Ou seja, o problema é percebido não como a domesticação para um fim no ser humano, mas como o próprio animal ao ter uma atitude que é resultado de uma violência silenciosa que visa subtrair o animal de sua própria animalidade para impor-lhe outra, mais aceitável ao interesse humano.

O único sobrevivente do programa, em vez de reconhecer um mal inaceitável, os extremos que levam a outros extremos, vê na domesticação uma possibilidade de ilimitada exploração, e é isso que culmina num outro extremo – de tentativa de “domesticação alienígena”. O lugar de Gordy no filme e de todos aqueles que são submetidos à exploração pode ser exemplificado pelo momento em que alguém diz: “Não, “Gordy! Não! Abaixa! Senta! Parado!” Enfim, o lugar de quem existe ou deve existir para ser dominado.

A tentativa de “negociação” com o animal é um vazio, uma unilateralidade, e que culmina na violência última do não humano. É intrigante quando dizem que o alienígena é um animal territorial, que acha que aqui é a casa dele.” O mesmo não pode ser observado sobre o ser humano? Quando é dito para “não olhar nos olhos dele”, talvez devêssemos pensar que porque o que será visto nesse animal, na sua abstração, sem forma bem definida, é também o ser humano no seu estado imperativo de arbitrariedade.

Há uma cena em que o diretor que será chamado para filmar o alienígena assiste vídeos da natureza silvestre, da cadeia alimentar, o que evoca força e astúcia em um exercício de domínio. Mas se na natureza isso se dá menos por escolha do que por sobrevivência, fora desse contexto, se usamos o que é o comportamento na natureza para justificar nossas atitudes, fazemos isso pelo que é reducionismo pelo pior, e somente por conveniência, já que um contexto é injustificável a outro, e também pelas disparidades do que é possível pelo que é articulação como motivação social, política e econômica. No entanto, sendo o alienígena uma entidade de força preponderante, subjugar humanos é possível pelo que é nossa vulnerabilidade, assim como é a vulnerabilidade de outros animais em relação a nós.
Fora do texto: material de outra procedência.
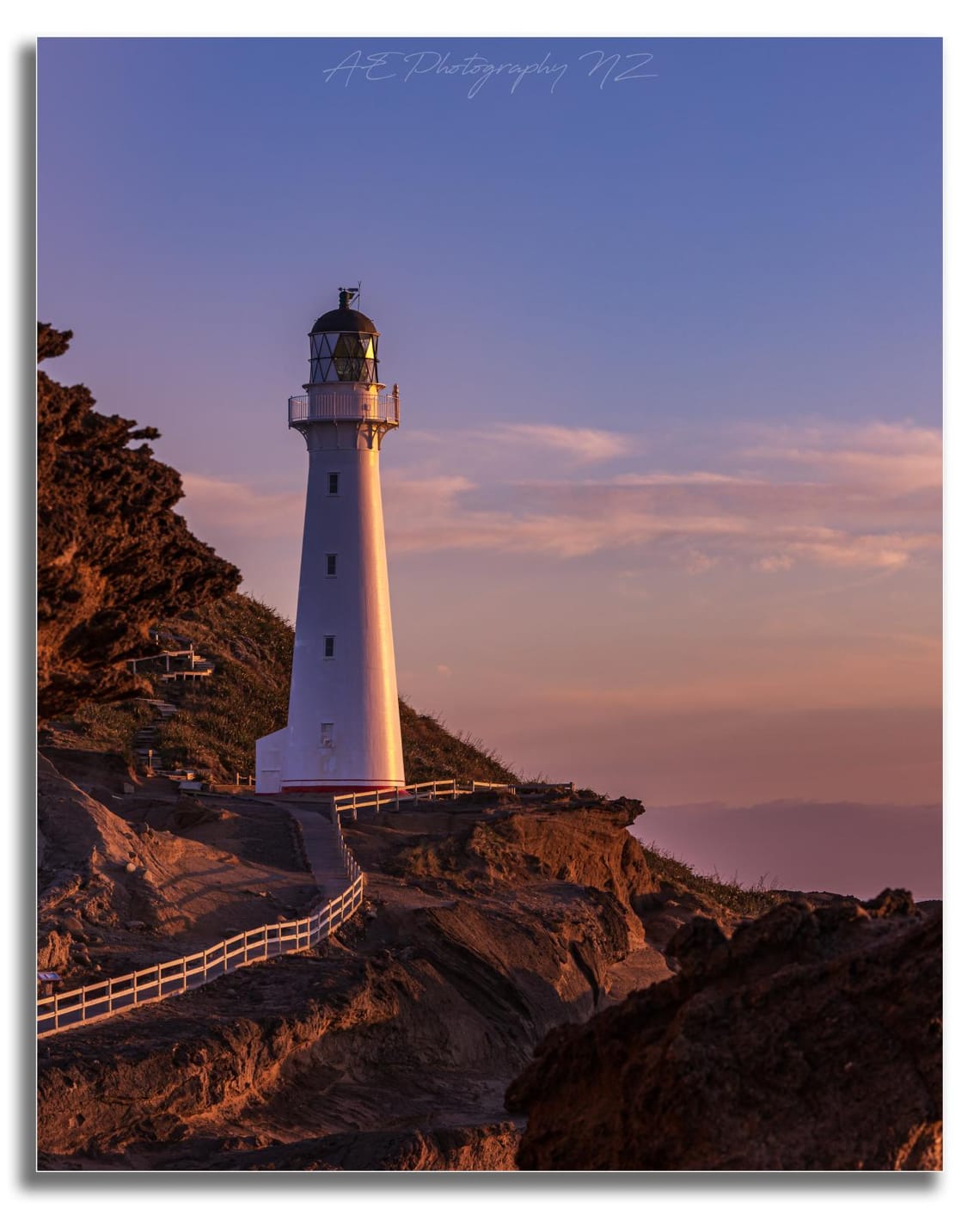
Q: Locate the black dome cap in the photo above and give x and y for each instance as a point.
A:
(345, 319)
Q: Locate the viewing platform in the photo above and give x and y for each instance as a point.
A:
(345, 405)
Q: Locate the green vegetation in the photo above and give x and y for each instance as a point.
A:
(432, 753)
(739, 899)
(219, 718)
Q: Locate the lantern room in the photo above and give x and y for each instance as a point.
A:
(343, 346)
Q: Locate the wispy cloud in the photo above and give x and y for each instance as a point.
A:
(579, 446)
(869, 499)
(237, 506)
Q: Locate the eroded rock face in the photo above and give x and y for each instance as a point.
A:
(408, 1023)
(810, 1040)
(113, 556)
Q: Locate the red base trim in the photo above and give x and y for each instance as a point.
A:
(335, 790)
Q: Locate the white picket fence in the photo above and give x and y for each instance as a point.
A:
(429, 791)
(74, 1008)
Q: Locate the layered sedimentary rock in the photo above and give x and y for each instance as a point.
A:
(809, 1040)
(113, 556)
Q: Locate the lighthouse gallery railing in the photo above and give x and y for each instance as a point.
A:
(341, 405)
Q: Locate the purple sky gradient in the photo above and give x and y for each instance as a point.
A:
(664, 515)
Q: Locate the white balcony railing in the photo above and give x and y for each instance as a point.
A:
(340, 405)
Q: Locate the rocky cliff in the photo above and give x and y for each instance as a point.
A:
(490, 921)
(809, 1040)
(113, 555)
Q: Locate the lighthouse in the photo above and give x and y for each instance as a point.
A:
(343, 733)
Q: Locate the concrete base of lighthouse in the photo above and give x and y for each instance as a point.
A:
(273, 773)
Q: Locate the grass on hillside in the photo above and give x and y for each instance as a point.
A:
(750, 900)
(220, 718)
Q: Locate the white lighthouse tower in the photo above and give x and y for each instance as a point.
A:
(343, 733)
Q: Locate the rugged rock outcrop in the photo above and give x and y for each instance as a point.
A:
(809, 1040)
(410, 1021)
(113, 556)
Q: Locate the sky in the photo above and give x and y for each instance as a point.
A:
(664, 512)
Em outro momento, ouve-se uma voz em um jogo: “Há uma fera terrível à solta. Está atacando os habitantes, destruindo plantações e comendo o gado.” Difícil dizer se é sobre um personagem fictício e específico ou sobre o que é humano. Ao querer discutir sobre o alienígena comer humanos, o personagem de Daniel Kaluuya é advertido: “Ninguém quer falar sobre isso.” Também não queremos falar sobre os animais que comemos, porque o que comemos não chamamos de animais.
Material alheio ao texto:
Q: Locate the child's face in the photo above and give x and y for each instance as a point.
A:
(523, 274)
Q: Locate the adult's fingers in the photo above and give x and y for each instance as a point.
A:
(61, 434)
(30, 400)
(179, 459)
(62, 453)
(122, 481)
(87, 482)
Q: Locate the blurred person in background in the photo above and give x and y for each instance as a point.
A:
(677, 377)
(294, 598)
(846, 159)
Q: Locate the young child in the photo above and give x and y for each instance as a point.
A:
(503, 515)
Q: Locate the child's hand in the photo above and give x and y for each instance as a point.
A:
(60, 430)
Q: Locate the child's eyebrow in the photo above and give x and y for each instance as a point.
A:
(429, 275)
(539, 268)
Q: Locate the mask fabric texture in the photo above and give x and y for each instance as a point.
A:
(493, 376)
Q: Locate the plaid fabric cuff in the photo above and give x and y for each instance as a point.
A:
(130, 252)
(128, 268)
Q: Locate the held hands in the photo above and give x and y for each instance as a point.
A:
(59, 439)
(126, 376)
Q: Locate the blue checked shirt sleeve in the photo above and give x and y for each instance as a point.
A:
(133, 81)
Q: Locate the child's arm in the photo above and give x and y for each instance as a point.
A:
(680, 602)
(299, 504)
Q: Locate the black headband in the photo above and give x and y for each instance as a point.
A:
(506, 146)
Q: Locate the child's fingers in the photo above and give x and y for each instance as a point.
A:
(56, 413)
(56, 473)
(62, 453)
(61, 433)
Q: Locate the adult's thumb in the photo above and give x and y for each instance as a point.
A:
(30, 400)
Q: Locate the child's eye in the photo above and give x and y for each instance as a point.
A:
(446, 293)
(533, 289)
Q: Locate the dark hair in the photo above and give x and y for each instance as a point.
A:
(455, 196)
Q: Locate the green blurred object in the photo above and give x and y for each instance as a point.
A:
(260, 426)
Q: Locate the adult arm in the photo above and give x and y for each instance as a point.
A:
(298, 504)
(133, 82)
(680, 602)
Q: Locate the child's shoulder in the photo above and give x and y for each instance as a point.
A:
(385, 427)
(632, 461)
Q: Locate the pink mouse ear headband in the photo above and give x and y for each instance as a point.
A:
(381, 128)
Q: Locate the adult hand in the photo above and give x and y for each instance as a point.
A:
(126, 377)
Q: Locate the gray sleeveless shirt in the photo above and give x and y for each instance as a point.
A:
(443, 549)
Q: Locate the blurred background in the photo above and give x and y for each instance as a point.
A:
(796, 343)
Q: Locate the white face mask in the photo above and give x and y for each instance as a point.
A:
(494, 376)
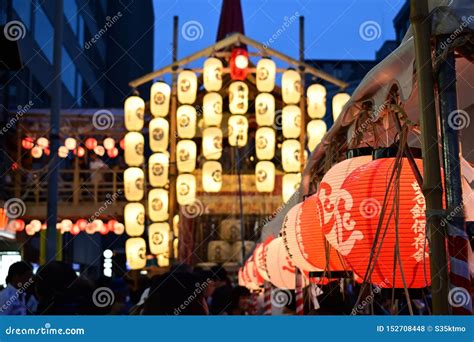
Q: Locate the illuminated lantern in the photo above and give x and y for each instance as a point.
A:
(316, 130)
(212, 109)
(238, 64)
(212, 76)
(290, 184)
(212, 143)
(158, 205)
(291, 121)
(291, 86)
(134, 179)
(159, 134)
(238, 97)
(158, 238)
(134, 112)
(316, 95)
(134, 144)
(187, 87)
(338, 103)
(363, 194)
(330, 193)
(158, 165)
(266, 71)
(186, 121)
(135, 250)
(279, 266)
(186, 189)
(238, 126)
(265, 109)
(186, 152)
(212, 176)
(265, 176)
(160, 99)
“Todo animal tem suas regras”, diz o protagonista, que reconhece nos animais o que é complexidade e o que não pode ser definido como irracionalidade. Mas o fim no ser humano não deixa de ser imperativo. “Além do dinheiro e fama, podemos salvar vidas, podemos salvar a Terra, certo?” O questionamento que motiva o interesse em filmar o alienígena revela o interesse de justificar moralmente esse fim.

Jornalista e especialista em jornalismo cultural, histórico e literário (MTB: 10612/PR)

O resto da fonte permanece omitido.